Thanasi and I always wanted to be a band that would grow beyond us as a duo, and we’ve been lucky enough for exactly that to happen. Kaleen is one of the greatest drummers of our generation and, Bear is an incredibly talented and inventive bass player. They’re both such supportive forces. When the three of us—Kaleen, Thanasi and I—played with Bear, there was this immediate warmth, this moment where we all knew that this was the “forever band.” Prior to Bear joining the band, we were just enjoying the float of existing and not swimming against the current. There was no immediacy to go and finish writing a record. But when it became the four of us, it just felt like the time was right. It’s more fun to write songs all together. Everyone brings a really unique perspective to our practices.

Something I really love about the record is that it isn’t tied down to one “sound.” There’s splashes of hardcore and pure pop, but there’s also these really introspective, subdued moments that give the album a bit of an emotional center.

When you look at the spectrum of possible human emotion, most people do not land in the same place every day. You may feel that chest-pressing anxiety one day, and the next day wake up wondering how on earth you could have ever felt so insecure. Some days, I wake up and I feel like I’m a fucking goddess—and other mornings I wake up with an intense embarrassment of being alive.

The album closer, “Beside Yourself,” begins with this really beautiful vocal harmony that I think most people wouldn’t expect from a straight-up punk band.

I love “Beside Yourself” because it’s so different than anything we’ve tried before—but that’s what the whole song is about, not being afraid to let go of the past and building something new. That song as a closer gives more hints about what we might try to do in the future.

I think a lot of bands currently making music put the idea of fitting neatly into a genre “box” before all of their other creative choices—like, “We have to have this guitar tone and this song structure or else we’re gonna lose our cred.”

I feel lucky to have started playing music later in my life because I don’t feel any influence to do anything I don’t want to do. I didn’t grow up having any musical icons, and I didn’t start playing music because I had an obsession with an artist I wanted to emulate. It’s a very freeing thing, because it’s allowed us as a band to feel no pressure to fit inside something that already exists.

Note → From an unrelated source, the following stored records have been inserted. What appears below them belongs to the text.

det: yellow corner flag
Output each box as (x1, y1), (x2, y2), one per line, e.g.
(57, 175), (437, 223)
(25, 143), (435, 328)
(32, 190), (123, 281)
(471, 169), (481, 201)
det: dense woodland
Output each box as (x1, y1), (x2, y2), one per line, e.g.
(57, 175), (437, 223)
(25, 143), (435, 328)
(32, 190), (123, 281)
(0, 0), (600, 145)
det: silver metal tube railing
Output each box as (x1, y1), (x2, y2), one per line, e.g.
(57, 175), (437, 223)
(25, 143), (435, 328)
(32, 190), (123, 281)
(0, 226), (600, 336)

We just want to make things as they flow from us.

The Philadelphia scene has really come into its own in the last few years. From the people I know who have relocated there, it seems like the city is much more conducive to people who want to create something that feels authentic to their artistic identity, more so than creating something that’ll get a ton of media attention or hop on whatever musical trend is hot at the moment.

When I said I didn’t grow up having any musical icons, I feel like Philadelphia is now filling that void I missed out on. I am so inspired by my friends here, and I feel incredibly lucky to be existing in the same time and place as they are. All of my favorite songwriters happen to be people I can call up and talk to about to songwriting or gear—or whatever we might be working on. It doesn’t feel competitive. It feels supportive. You know you’re living somewhere special when all your favorite records are your friend’s albums.

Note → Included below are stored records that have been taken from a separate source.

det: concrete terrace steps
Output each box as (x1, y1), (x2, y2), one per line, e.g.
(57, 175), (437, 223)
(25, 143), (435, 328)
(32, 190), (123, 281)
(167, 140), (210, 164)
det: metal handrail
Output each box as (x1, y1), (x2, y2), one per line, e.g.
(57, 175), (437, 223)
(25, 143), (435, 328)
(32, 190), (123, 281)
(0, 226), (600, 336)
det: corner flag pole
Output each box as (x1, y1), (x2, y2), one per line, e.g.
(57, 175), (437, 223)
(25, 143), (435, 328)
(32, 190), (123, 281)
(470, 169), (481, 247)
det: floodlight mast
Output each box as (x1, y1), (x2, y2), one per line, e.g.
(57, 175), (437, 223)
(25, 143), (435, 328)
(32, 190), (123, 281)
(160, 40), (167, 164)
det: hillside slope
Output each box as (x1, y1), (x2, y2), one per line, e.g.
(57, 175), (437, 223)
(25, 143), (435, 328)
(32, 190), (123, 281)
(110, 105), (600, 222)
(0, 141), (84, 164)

And you guys are going on tour soon!

Yes! We just bought our first van last week, actually—maroon GMC Safari. It feels surreal that this is something that is going to happen soon. I feel like every time we acclimate back to our home lives, it’s time to go out and tour again.

It’s the first countrywide tour you’ve done in a while. What do you hope people get out of your shows?

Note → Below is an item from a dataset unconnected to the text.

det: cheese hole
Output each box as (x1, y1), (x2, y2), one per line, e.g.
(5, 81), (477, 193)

I hope people feel something positive, that they see that the four of us putting our entire hearts into every performance and that we love to do this. This might be heavy-handed to say as an underground artist who regularly performs in basements—but I hope people leave our shows feeling hopeful and recognize that they’re powerful and they should use their voice to speak up more openly and honestly. Everyone has a voice, it’s just up to you to use it.